No matter how good the intelligence, the "calculated risk" was the Fleet Commander's to take. Getting to that point, Admiral Nimitz owned the intelligence in a way few commanders had. He understood the capability and limitations of the tools the team could bring to bear. In the end, he considered the evidence for "AF" being Midway, and once he embraced it, he considered it his call.

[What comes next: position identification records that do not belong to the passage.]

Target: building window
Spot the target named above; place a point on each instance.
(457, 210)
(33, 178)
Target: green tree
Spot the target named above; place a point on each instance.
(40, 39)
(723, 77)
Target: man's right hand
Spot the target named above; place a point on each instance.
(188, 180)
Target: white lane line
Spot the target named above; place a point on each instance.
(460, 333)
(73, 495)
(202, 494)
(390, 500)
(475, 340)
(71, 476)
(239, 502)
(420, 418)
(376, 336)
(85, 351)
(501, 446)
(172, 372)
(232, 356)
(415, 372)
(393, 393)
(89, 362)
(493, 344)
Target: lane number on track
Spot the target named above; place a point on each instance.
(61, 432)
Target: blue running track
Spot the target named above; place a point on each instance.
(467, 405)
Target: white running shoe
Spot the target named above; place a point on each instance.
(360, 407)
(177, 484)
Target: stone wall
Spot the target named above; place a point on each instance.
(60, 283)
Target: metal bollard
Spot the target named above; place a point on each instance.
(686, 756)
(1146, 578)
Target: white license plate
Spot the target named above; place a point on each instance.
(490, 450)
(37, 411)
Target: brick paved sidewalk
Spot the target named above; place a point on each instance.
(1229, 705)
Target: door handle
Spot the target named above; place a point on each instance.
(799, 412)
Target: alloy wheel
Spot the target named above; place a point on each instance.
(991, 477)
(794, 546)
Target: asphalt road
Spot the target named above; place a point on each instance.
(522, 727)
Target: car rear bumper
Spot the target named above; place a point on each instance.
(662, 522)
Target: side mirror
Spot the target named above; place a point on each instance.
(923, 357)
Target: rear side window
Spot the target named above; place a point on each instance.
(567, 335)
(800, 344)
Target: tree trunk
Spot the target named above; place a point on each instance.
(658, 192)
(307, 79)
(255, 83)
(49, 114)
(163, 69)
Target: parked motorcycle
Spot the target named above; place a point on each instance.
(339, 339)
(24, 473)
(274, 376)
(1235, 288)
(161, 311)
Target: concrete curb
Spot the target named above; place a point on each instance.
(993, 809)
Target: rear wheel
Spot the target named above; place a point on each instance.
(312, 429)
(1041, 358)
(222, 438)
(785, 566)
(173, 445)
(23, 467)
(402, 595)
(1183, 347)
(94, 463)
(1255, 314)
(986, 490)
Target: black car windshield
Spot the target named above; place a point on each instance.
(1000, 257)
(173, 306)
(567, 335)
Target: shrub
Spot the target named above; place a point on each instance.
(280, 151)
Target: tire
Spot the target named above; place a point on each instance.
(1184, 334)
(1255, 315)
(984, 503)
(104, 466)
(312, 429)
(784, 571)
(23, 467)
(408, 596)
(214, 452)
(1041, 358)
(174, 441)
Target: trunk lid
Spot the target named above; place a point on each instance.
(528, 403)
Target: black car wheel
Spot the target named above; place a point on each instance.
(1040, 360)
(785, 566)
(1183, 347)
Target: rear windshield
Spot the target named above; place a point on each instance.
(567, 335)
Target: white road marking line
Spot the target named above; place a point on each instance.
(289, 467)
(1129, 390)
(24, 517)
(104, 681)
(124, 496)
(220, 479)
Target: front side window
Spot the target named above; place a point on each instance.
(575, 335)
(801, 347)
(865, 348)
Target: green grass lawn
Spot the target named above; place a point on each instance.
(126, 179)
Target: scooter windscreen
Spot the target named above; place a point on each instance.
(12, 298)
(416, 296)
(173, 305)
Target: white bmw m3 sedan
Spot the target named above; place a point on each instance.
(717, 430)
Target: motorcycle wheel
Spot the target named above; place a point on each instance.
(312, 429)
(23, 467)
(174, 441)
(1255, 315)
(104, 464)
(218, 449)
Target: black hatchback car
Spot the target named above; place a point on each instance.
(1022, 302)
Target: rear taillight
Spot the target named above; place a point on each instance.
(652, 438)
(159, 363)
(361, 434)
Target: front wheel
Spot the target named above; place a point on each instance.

Few officers have been as poorly treated as Joe Rochefort. Within months of his success in the Midway campaign, he was reassigned to duties that took him outside of cryptology during several critical years of the War. Ironically, Rochefort had placed a sign near his desk in the Dungeon that read "We can accomplish anything, provided no one cares who gets the credit." When later given the challenge of placing a floating drydock into service, he excelled. When after the war, he had the chance to write a "tell-all" account of Midway, he declined, not wanting to embarrass the Navy. He is a timeless and brilliant example of "service before self," and a challenge to us as leaders. On most days, it's fair to say we do care about who gets the credit. Stepping beyond that requires discipline. It matters.

Lastly, Midway stands as an example of the power of what we do for our Navy. Whether in the Pacific, in the Desert, in cyberspace or in DC, when we get the right team with the right expertise to offer the right insight to the right Commander, we can change how the story ends, and we do, every day.